Ignorant, informed, ridiculous comments of our new president--under whose tutelage? I don't know. Mark Penn's?
So, after getting insulted and hearing more of this lying bullshit from Obama, the brand new president--with the Associated Pukes, Rotters and the lot, breathlessly taking Chavez the quotes and pissing in their pants, so happy were they to stir up a controversy on Day #1 of the Obama administration--Chavez said something negative (can't recall what it was--not too bad), then apparently thought the matter through, as did the U.S. State Dept. apparently.
I'm still not sure what Obama hoped to gain by this, if he was aware what a bad diplomatic move it was. Scare a few Venezuelan voters (in what was then predicted to be a very close vote on term limits), into thinking that Chavez wouldn't be able to get along with the new U.S. government? Maybe he wanted a lameduck Chavez, and did his part to bring it about. But I'm finding it hard to believe that Obama would take the time, out of his busy and surely exhausting inauguration week, and with all the shit in the world he had to deal with--two wars, economic meltdown--to throw this molotov cocktail at Hugo Chavez.
I expect that Chavez began thinking the same thing--and so he has tried again.
For Obama's sake, and for oursake--and not for Venezuela's sake, or Chavez's sake, whom I believe can take care of themselves--for the sake of our country, I want to see Chavez's peaceful intentions and the rest of South America's peaceful intentions (all the new leftist governments, most of the continent) answered by peaceful intentions of the United States. Because we will be missing out on the future of the western hemisphere, for the rest of this century, if we keep up this hostility to the peaceful democracy movement that has swept South America and is moving north into Central America.

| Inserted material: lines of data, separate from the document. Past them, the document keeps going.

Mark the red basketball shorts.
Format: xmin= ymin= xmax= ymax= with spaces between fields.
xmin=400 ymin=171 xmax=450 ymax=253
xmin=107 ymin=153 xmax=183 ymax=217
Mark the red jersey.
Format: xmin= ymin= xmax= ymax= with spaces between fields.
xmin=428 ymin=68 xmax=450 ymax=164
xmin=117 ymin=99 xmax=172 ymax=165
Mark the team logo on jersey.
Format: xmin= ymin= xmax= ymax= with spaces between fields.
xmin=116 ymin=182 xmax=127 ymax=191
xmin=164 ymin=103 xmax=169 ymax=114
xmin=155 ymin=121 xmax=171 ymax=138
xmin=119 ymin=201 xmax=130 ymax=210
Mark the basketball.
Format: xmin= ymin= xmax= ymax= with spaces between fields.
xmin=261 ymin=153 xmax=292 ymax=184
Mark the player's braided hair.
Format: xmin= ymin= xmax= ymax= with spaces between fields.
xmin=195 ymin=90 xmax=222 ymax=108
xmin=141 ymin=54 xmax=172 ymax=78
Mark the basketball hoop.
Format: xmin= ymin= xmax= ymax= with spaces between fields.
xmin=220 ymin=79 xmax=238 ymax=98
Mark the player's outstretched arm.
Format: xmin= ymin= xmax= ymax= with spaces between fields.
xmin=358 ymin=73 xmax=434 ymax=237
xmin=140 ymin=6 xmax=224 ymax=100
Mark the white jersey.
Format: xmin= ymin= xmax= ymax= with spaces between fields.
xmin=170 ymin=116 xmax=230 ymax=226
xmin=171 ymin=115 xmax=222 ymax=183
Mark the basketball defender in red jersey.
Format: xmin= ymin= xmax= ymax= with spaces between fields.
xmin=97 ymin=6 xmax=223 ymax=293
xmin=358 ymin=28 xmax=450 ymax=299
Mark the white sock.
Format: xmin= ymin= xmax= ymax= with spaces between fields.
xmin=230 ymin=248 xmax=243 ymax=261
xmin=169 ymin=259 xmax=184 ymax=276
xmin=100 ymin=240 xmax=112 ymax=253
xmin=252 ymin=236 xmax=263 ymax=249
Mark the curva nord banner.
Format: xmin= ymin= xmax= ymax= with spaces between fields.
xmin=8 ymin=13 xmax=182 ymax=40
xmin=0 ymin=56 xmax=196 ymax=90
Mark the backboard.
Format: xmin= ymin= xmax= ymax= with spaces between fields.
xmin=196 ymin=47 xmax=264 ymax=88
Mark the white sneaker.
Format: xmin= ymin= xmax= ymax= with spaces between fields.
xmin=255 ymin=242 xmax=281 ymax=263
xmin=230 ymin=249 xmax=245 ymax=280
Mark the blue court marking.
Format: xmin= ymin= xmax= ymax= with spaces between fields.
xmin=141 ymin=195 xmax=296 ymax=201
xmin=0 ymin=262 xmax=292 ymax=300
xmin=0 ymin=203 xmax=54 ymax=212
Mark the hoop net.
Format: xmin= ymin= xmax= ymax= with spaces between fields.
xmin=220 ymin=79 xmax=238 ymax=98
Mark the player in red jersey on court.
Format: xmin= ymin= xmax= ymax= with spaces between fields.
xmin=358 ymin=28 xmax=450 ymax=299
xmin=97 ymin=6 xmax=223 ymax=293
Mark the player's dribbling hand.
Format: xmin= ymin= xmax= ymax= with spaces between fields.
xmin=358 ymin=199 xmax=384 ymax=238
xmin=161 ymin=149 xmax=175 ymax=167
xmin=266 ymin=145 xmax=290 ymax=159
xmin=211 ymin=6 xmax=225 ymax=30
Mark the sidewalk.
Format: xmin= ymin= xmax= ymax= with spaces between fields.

Bushwhack behavior in South America has been disgraceful--not just toward Venezuela, but also toward Bolivia, Ecuador, Argentina, Nicaragua, El Salvador, Honduras, Cuba and others, along with arm-twisting and disgusting "divide and conquer" efforts toward Brazil, Chile and others. Is Obama's administration going to be more of the same? If it is, we lose--big time. We are already well on our way to becoming the biggest "banana republic" of all, due to entities like Exxon Mobil and the various barons of the "military-industrial complex." South America has rejected this status. They will not be our corpo/fascists' "banana republic" any longer. And the only question that remains is: Is our government going to respect that democratic decision by the people of South America, or is it going to disgrace us further and get the U.S. entirely evicted from the region?